A publisher's own example_queries (curated, --card-file) are kept alongside the generated library, unchanged.

Back-compatibility

All enriched fields are additive with serde defaults, so a card written by an older rete (plain example_queries, none of the new fields) still deserializes. Because the new fields change the card JSON, they change the blake3 content hash of every card-bearing file — cardless builds are unaffected and remain byte-identical to a pre-card build.

Reading a card

rete card prints a human-readable catalog; --json emits the raw card:

rete card data.rete
#  Dataset Card
#    title        : Citation graph 2021
#    license      : CC0-1.0
#    source       : https://example.org/citations
#    triples      : 12048
#    terms        : 9571
#    checksum     : 8f5b97374ac5f5e324b5cc53f592e96c  (blake3-16 content hash)
#    vocabularies : 2
#        http://purl.org/spar/cito/
#        http://purl.org/dc/terms/
#    predicates (2):
#           11020  <http://purl.org/spar/cito/cites>
#            1028  <http://purl.org/dc/terms/date>
#    ...

rete card data.rete --json     # the embedded JSON, pretty-printed

rete info prints the file header and, when a card is present, appends the same catalog — so info is a one-shot overview of what the file is as well as how it's laid out. A file with no card just shows the header.

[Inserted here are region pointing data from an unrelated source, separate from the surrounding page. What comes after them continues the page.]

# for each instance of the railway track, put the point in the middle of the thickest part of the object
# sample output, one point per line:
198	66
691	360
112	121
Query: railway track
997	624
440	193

The checksum line is the file's blake3 content hash (the same value rete verify checks) — it identifies the exact bytes, card included.

How it sits in the file

The card is stored as compact JSON in the metadata section, which sits between the header and the dictionary:

[0..1024)     header              (metadata_offset = 1024, metadata_len = card bytes)
[1024 .. 1024+L) Dataset Card JSON  (L = metadata_len; absent when no card)
[dictionary]    front-coded terms   (shifts to offset 1024 + L)
[index]         permutation blocks
[pyramid-meta]  community summary
[named graphs]  (if any)
[footer]        trailing magic

A few properties worth knowing:

  • No format break. Without a card, metadata_len is 0 and the dictionary starts at offset 128 exactly as before — the output is byte-identical to a pre-card build, and existing files keep verifying unchanged.
  • Integrity-covered. The card bytes are part of the blake3 content hash, so rete verify validates the card too and any edit to it is detected.
  • Off the query path. Range-reading opens (rete query-url, sparql-url, summary-url, federation routing) fetch sections by offset and never read the card, so embedding one adds nothing to query-time bytes-on-the-wire. To read the card remotely without downloading the file, rete card-url fetches just the header + metadata range (two ranges, index untouched).
  • Opaque to the engine. rete-core treats the section as raw bytes; the card schema lives entirely in the CLI. The metadata section is a general extension point — a card is just its first use.

See the format specification for the header layout and the CLI reference for every flag.